Differentiation arrest and reliance on oxidative metabolism are shared features across genetically diverse acute myeloid leukemias (AMLs). In preclinical models, He et al identified that inhibition of phosphoseryl-transfer RNA kinase (PSTK), a key enzyme in selenoprotein synthesis, induced ferroptotic cell death and promoted differentiation in AML cells via a cGAS-STING–dependent mechanism and synergized with chemotherapy and venetoclax, while sparing normal hematopoietic cells. These findings support a strategy of timed metabolic intervention to enhance standard therapies and target residual leukemic cells.

Cardiovascular disease is a leading cause of morbidity and mortality in adults with sickle cell disease (SCD), yet the mechanisms underlying SCD-associated cardiomyopathy remain unclear. Using a humanized mouse model of SCD, Federti et al demonstrated that cardiomyocyte dysfunction is driven by unresolved inflammation due to hypoxia/reoxygenation stress. Treatment with 17(R)-resolvin D1 effectively mitigates this dysfunction, supporting development of novel anti-inflammatory therapies aimed at reducing cardiovascular disease in patients with SCD.

Thrombomodulin (TM) is a transmembrane glycoprotein primarily expressed on the surface of endothelial cells that inhibits the procoagulant activity of thrombin while significantly enhancing the activation of protein C, a key anticoagulant enzyme, as well as thrombin activatable fibrinolysis inhibitor. These critical functions suggest that both quantitative and qualitative alterations in TM may contribute to bleeding or thrombotic disorders.

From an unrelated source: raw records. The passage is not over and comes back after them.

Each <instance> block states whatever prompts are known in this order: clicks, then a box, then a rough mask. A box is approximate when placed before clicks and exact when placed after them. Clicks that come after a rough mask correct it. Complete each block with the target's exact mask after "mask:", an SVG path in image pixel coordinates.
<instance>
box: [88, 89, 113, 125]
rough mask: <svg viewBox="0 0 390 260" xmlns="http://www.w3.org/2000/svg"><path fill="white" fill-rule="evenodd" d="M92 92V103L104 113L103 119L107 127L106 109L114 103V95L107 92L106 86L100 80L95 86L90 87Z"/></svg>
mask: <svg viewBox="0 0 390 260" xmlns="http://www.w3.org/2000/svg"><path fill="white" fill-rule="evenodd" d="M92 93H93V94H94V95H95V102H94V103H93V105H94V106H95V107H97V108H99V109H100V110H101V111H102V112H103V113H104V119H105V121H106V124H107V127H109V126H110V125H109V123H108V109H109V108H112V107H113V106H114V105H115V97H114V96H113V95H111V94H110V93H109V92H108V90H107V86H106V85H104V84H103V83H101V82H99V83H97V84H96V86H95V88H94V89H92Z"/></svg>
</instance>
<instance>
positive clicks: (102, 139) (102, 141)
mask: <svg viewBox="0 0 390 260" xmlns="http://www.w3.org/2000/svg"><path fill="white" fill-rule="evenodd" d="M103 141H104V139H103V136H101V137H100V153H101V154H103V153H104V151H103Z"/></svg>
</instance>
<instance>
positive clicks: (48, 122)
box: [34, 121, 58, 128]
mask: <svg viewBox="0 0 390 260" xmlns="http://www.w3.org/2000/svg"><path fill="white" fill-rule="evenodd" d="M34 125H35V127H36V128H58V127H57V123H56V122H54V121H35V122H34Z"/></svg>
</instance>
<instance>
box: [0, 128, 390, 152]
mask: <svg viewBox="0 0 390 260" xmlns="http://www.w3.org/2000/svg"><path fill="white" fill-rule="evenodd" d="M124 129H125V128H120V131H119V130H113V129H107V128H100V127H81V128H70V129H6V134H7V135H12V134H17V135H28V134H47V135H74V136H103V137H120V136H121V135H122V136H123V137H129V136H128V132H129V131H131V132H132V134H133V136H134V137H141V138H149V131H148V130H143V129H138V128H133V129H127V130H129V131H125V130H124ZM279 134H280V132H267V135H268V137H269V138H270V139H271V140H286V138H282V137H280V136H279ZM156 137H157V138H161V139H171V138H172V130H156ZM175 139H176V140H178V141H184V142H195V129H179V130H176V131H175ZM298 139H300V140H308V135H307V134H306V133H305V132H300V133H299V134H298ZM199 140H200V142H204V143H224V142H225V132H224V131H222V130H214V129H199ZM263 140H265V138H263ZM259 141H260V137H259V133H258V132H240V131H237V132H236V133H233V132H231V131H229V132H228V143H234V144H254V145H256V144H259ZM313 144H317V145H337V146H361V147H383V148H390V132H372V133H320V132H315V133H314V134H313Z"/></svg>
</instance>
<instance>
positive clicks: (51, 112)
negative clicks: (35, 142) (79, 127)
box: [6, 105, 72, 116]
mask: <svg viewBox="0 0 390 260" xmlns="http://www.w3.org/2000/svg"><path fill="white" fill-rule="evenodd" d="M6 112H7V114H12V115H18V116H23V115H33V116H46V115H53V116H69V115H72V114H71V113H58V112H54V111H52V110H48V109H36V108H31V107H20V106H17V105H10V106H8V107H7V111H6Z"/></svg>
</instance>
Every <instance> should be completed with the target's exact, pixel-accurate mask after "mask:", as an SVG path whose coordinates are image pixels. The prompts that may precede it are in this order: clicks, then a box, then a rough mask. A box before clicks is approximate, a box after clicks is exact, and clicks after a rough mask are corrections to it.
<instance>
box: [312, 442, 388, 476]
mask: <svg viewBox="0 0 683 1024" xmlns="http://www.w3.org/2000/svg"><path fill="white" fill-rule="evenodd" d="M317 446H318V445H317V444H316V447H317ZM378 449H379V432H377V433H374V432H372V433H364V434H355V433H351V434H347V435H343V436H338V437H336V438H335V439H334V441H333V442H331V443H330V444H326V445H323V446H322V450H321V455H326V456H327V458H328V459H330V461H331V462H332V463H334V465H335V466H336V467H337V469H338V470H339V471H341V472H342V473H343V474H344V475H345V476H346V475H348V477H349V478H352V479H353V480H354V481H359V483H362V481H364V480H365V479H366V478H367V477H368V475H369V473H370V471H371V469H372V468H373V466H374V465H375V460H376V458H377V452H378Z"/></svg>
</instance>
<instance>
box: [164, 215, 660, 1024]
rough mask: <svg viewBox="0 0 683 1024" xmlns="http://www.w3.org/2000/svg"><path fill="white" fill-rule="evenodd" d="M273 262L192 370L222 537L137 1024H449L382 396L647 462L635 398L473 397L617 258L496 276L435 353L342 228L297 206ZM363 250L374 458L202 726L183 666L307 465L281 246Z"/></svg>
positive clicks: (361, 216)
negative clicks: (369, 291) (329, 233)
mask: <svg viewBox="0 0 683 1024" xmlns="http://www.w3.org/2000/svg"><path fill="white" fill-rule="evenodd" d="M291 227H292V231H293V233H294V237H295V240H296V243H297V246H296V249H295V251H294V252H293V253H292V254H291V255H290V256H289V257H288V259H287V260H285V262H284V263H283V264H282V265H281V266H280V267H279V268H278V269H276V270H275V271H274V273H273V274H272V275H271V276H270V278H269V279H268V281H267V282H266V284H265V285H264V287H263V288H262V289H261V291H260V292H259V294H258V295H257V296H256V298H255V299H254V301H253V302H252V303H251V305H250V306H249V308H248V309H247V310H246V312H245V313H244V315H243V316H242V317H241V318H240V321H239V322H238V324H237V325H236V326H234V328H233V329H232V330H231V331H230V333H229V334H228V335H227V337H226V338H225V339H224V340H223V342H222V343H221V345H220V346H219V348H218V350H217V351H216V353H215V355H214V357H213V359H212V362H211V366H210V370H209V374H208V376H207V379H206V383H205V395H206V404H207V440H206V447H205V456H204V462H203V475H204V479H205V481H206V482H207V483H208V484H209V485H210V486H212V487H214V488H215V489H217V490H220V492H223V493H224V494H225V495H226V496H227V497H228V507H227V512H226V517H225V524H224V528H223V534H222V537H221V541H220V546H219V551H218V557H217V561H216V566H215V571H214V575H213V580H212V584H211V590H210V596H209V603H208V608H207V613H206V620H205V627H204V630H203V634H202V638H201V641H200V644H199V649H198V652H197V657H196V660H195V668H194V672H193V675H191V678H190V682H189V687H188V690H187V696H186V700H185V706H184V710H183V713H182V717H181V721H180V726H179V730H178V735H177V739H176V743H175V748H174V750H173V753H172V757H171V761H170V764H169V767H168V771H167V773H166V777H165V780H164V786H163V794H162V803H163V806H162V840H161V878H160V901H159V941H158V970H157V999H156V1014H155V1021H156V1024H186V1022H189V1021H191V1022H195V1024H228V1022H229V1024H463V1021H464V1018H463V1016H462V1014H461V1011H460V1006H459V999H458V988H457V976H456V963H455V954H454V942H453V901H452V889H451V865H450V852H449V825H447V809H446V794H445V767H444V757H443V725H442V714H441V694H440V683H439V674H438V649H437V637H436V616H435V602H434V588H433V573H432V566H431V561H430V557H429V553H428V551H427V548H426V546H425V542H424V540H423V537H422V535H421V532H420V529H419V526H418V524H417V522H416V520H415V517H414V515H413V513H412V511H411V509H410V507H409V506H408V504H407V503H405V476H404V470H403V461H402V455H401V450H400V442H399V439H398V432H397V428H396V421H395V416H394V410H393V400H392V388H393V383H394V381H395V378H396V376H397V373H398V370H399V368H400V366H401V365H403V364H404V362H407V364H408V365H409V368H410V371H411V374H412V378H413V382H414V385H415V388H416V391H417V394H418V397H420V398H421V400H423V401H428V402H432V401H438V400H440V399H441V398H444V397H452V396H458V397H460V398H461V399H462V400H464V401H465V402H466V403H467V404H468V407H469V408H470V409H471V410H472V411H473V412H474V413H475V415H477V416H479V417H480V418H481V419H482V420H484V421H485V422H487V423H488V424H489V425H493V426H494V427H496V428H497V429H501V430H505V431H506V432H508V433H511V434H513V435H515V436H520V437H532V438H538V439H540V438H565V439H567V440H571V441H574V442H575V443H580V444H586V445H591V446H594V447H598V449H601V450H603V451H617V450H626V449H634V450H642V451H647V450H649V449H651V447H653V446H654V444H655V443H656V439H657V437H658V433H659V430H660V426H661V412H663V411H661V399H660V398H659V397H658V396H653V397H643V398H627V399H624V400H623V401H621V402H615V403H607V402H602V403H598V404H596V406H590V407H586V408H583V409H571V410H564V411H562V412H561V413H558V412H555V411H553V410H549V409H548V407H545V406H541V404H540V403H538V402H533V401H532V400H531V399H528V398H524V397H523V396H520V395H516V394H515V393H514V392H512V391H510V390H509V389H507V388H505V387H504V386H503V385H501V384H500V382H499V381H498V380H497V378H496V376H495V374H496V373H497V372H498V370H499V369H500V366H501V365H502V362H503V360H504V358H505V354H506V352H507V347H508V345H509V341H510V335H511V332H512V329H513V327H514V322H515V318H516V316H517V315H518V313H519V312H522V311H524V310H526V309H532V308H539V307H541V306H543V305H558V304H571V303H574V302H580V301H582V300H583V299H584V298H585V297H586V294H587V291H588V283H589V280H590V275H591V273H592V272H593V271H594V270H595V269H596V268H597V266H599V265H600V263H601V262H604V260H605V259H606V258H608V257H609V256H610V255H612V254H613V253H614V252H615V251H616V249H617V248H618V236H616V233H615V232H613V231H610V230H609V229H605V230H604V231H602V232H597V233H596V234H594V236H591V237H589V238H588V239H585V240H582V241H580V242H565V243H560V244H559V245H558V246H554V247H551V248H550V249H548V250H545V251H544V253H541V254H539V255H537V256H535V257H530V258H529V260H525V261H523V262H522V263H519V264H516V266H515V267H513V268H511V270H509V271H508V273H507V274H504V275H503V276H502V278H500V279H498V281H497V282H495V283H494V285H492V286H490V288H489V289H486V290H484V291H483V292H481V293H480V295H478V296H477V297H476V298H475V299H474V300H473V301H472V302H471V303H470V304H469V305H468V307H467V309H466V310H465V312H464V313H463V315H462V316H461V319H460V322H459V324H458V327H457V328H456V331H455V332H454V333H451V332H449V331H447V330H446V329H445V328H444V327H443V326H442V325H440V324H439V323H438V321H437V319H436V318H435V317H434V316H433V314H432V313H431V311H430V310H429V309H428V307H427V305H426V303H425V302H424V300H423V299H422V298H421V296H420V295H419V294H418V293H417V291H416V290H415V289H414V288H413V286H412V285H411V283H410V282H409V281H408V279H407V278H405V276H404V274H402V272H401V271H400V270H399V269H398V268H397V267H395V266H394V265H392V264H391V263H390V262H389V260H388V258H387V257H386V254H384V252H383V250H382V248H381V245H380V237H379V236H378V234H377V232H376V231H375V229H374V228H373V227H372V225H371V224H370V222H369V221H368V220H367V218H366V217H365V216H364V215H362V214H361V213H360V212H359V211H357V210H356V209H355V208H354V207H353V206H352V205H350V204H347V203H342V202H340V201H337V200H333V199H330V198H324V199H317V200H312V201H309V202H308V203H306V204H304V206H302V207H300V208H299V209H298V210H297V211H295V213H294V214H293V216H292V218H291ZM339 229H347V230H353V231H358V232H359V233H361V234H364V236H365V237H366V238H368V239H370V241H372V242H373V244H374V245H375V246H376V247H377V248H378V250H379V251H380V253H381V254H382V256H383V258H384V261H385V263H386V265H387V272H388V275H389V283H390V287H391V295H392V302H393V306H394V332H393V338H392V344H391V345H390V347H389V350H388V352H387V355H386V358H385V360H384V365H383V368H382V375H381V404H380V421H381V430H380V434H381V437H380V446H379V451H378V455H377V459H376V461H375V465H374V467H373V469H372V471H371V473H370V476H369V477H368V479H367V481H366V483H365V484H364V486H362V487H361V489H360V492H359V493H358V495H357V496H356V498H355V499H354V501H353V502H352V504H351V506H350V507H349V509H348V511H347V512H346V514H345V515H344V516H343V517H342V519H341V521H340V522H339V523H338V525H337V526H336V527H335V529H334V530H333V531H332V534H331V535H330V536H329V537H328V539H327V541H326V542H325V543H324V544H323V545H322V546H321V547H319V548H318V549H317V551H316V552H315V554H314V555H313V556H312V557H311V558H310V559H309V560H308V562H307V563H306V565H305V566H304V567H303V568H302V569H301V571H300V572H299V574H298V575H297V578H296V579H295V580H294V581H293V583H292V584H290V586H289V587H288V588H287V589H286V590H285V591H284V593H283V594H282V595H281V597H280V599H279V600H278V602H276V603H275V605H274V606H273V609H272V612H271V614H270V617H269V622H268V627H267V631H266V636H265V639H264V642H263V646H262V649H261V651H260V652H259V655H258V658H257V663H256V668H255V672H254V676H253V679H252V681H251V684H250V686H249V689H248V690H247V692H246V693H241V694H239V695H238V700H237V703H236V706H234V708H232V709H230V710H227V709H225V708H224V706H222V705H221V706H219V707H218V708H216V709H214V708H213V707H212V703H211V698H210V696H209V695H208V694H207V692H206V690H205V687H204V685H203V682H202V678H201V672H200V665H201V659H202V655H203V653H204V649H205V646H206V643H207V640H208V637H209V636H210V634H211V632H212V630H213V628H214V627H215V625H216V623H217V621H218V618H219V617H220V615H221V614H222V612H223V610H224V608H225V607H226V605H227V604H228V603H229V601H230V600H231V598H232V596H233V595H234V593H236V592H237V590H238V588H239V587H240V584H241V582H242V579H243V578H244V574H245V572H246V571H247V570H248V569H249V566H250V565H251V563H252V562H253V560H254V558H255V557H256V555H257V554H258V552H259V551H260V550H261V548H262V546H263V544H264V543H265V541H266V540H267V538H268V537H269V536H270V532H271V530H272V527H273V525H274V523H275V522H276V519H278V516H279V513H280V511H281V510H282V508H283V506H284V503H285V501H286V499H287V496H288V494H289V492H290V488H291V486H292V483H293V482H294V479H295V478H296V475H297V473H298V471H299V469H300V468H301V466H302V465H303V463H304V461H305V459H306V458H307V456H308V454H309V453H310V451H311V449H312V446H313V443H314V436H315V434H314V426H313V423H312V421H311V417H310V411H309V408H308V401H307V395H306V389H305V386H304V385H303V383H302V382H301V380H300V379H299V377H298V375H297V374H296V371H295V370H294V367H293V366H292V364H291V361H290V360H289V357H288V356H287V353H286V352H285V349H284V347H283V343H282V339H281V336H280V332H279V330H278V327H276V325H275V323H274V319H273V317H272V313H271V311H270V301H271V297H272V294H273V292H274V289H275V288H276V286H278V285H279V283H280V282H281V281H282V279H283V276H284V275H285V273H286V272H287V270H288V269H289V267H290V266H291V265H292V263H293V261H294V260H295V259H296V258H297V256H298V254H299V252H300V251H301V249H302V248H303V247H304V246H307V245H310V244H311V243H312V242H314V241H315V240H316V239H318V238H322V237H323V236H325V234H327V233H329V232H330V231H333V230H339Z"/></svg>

Van Laer et al expressed and characterized 8 TM gene variants of uncertain significance identified in patients with venous thromboembolism (VTE) or bleeding. Two variants, L433P and C175S, demonstrated defective anticoagulant activity, supporting their potential pathogenic role in VTE.

Apolipoprotein E (APOE) is a glycoprotein involved in metabolism, immune regulation, and neurodegenerative disease. In a retrospective analysis of 2 modern cohorts undergoing allogeneic hematopoietic cell transplantation for acute myeloid leukemia, Ronnacker et al report that patients carrying at least 1 APOE2 allele have an increased risk of posttransplant mortality, driven by higher rates of severe chronic graft-versus-host disease (GVHD) and nonrelapse death, while transplantation of APOE2-positive allografts is associated with elevated incidence of both acute and chronic GVHD and reduced overall survival. Further validation in a prospective study is essential to confirm these results and elucidate the biological mechanisms linking APOE variants to posttransplant outcomes.